Medical device maker Covidien (NYSE:COV) touted 2-year study results demonstrating the safety and efficacy of its Solitaire FR revascularization system, combating another recently published study that questioned whether devices like Solitaire in provide long-term benefits to stroke patients.
The Solitaire FR device helps restore blood flow to the brain by removing blood clots that hinder circulation. Stroke patients with blood clots can suffer brain damage or even death if the brain is deprived of proper blood flow for too long.
Covidien’s study demonstrated that the Solitaire FR was successful in reopening blocked blood vessels with low rates of adverse events or patient deaths, but a government-funded study questioned whether manual blood clot removal was ultimately better for patients than treatment with drugs alone.
The current standard of care for stoke patients involves treatment with clot-busting drugs that help dissolve blood clots over time. In a study funded by the National Institutes of Health and the National Institute of Neurological Disorders & Stroke found that patients who underwent manual clot removal, or thrombectomy, didn’t see much improvement in overall outcomes when compared with patients who only received a clot-busting drug, IV t-PA, an intravenous tissue plasminogen activator.
Manual thrombectomy was 40% more likely to get rid of blood clots, according to the NIH/NINDS trial, the only study of its kind to directly balance the risks and benefits of adding medical device intervention to acute stroke treatment. However, the reopening of the blocked artery didn’t improve patients’ disability due to stroke when compared with patients who only received drugs to dissolve the clots, according to the report.

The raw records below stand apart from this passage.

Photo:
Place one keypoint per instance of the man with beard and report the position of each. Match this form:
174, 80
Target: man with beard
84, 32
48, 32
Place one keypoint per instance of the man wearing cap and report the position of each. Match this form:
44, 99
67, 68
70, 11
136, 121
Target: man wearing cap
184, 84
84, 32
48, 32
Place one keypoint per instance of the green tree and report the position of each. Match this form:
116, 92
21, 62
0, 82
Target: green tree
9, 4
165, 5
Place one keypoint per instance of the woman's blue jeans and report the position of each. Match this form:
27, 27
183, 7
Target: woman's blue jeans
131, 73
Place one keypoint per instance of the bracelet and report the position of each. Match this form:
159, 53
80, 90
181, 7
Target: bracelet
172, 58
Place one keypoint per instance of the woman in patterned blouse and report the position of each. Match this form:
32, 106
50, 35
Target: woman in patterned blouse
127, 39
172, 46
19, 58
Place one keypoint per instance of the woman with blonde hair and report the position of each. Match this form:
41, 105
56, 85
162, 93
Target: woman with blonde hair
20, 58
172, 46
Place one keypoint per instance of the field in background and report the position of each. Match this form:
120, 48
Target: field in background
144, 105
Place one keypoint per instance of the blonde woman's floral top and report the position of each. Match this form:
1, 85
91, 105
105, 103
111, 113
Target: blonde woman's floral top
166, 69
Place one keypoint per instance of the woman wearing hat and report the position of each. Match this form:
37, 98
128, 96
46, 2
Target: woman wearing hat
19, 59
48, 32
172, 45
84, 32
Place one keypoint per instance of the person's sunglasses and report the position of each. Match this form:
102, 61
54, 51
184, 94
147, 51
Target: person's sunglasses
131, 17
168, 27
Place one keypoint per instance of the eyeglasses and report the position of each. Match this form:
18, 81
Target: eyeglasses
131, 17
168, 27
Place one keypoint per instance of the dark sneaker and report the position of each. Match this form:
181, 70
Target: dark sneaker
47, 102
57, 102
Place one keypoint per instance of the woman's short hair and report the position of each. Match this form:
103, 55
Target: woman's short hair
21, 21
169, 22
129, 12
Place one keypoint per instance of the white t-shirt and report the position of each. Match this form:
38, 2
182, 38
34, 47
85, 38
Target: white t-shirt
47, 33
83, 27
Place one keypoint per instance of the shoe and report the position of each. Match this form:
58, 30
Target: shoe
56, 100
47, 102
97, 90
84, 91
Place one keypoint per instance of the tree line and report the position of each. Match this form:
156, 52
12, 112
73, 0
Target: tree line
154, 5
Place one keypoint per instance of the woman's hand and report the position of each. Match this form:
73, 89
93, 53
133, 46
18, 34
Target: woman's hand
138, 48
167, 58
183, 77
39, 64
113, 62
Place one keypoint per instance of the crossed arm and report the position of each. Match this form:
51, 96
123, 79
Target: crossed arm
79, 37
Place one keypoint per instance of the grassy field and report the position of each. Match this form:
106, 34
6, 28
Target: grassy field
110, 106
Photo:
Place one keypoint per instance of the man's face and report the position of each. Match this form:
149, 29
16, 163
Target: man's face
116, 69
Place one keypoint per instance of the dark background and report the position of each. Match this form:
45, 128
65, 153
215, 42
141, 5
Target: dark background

"This is the largest trial of an intra-arterial intervention for acute ischemic stroke, and is important because it shows that the addition of devices to treat clots within the brain artery was no more effective than treatment with IV t-PA alone," NINDS deputy director Dr. Walter Koroshetz said in prepared remarks. "Such devices are already widely used in clinical practice based on dramatic improvements seen in individuals, but without evidence supporting their overall clinical effectiveness in a large group."
The researchers ceded that their study, unlike pilot more successful studies that came before, featured an important difference in patient treatment – a delay. Patients on average waited about 32 minutes longer between initial drug therapy and manual clot removal than patients in previous trials.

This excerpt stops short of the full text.